Kendi yağında kavrulmasına da müsaade edilmeyen Filistinlilere, bir lokma, bir hırkayı bile çok görüp, “dilediğinde öldürme” hakkı olduğuna inanıyor. O kadar iğrenç bir hale dönüşmüş ki, İsrailliler tarafından bile bu tutumları tepki görüyor.
Başa bela olmak, övünülecek bir şeymiş gibi davranıyor.
Kendilerini dokunulmaz, kutsanmış, özel sanıyorlar.
Hak yemeyi, zulmetmeyi, öldürmeyi haz ettikleri görüntüsü veriyorlar.
Eli kanlı İsrailli yöneticiler yüzünden, İsrail’de yaşayan vicdan sahipleri de rencide ediliyor, rencide oluyorlar.
Ve bugün Mavi Marmara gemisine saldırı düzenleyen veya emri verenler yargılanacak.
Türkiye’de ve birçok ülkede merakla takip edilecek davadan ne çıkar bilinmez, çıkacak olan karar ne oranda uygulanır, o da bilinmez.
Ama bilinen, bu davaya gözünü dikmiş, adaletin yerini bulmasını isteyen milyarlarca insanın olduğudur.
Çünkü had bilmez bir ülkeye, belki de Başbakan Recep Tayyip Erdoğan’ın “oneminute” çıkışından sonra ilk kez had bildirilecek.
30 ay, 6 gün sonra yaptıklarının katliam olduğu, masum insanların canına kıyıldığı, insani amaçla yola çıkanlara, insanlık dışı muamelenin reva görüldüğü belirlenecek.
Belki, Filistin’de insanların nasıl bir durumda olduğu bir kez daha gözler önüne serilecek.
Hepsi bu…
Sonrası şimdilik muamma…
Bu davaya ve karara İsrailli yöneticilerin sıcak bakmadığı ama ürktüğü de bir gerçek.
Bir başka deyişle önemsemiyor gözükseler dahi, bu dava onları terletecek bir davadır.
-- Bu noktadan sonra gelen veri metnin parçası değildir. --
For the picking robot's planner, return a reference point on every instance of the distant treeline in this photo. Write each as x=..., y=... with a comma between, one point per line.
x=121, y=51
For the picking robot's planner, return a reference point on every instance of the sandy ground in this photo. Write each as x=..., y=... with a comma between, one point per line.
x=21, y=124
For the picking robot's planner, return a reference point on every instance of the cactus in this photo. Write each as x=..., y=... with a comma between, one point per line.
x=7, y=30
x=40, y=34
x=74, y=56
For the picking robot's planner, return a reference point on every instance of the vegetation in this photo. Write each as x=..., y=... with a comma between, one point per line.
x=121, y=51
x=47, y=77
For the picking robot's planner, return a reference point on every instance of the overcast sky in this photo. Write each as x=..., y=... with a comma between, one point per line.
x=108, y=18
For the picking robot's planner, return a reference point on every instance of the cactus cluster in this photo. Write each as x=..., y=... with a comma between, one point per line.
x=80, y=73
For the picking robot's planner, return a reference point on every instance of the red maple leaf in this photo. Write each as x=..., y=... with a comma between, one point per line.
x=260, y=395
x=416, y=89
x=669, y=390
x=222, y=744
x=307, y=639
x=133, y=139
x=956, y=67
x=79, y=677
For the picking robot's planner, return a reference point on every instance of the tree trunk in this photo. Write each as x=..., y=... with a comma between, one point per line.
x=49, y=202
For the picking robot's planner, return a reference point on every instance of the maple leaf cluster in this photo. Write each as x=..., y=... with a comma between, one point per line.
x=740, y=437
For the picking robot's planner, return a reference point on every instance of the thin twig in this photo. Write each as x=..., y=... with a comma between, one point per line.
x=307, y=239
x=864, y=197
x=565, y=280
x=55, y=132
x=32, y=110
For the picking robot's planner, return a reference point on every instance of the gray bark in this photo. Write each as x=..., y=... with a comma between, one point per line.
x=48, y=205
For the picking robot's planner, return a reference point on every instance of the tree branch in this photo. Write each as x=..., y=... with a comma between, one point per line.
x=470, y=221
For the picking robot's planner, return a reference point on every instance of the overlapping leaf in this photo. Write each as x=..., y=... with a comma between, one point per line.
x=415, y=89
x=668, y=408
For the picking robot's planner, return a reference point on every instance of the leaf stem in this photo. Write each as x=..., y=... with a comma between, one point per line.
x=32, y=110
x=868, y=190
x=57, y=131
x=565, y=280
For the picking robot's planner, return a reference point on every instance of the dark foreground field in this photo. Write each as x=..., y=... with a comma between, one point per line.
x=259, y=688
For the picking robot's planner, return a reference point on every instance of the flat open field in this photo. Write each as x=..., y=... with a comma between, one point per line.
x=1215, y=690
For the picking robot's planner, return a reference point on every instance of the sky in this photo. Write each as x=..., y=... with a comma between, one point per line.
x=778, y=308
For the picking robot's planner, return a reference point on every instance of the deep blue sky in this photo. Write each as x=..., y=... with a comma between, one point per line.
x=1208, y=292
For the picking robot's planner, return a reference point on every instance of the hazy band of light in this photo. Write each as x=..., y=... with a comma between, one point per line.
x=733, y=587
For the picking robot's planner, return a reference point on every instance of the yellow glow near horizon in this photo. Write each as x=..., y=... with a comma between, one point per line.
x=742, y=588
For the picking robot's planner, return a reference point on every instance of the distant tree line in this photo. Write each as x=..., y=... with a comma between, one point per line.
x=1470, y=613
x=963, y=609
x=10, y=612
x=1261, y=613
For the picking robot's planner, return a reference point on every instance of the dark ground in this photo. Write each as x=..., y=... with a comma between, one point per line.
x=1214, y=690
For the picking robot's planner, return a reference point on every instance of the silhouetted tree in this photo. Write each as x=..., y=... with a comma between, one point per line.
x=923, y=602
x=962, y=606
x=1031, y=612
Davanın kendisinden çok, bırakacağı etkiyle dünya kamuoyu önünde bir kez daha lanetlenmeleri, bir kez daha gözden düşmeleri ve küçüldükçe küçülmeleridir.
İsrail’in korkusu bu, adalet isteyenlerin beklentisi ise davanın sonucu…
Her ikisi de yerli yerince olmayabilir.
İnfazı mümkün olmayan bir karar, yüzleri kızarmayacak bir suçlama çıkabilir.
Bir başka deyişle de göstermelik bir dava, göstermelik bir kararla nihayetlenebilir.
Ama gösterecek bir şeylerin olması, haklılığının ispatlanması, suçun sabit görülmesi, cezanın belirlenmesi de yetecektir.
Gazze’de yaşanan insanlık dışı tutuma kayıtsız kalmayan, yüreğinde insan sevgisi olan o insanlar, yattıkları yerde belki daha rahat olacaklar.
Yaralı olan, İsrail’de esir tutulan diğer yardım gönüllüleri ise haklılıklarını dosta düşmana duyurmuş olacak.
Bunlar az şeyler değil; göstermelikse de bu dava gösterilmeli!
Twitimden seçmeler
Bir ülkenin çalışanı ve emeklisi zor durumdaysa, o ülkenin ekonomik başarısından söz etmek asla mümkün değildir.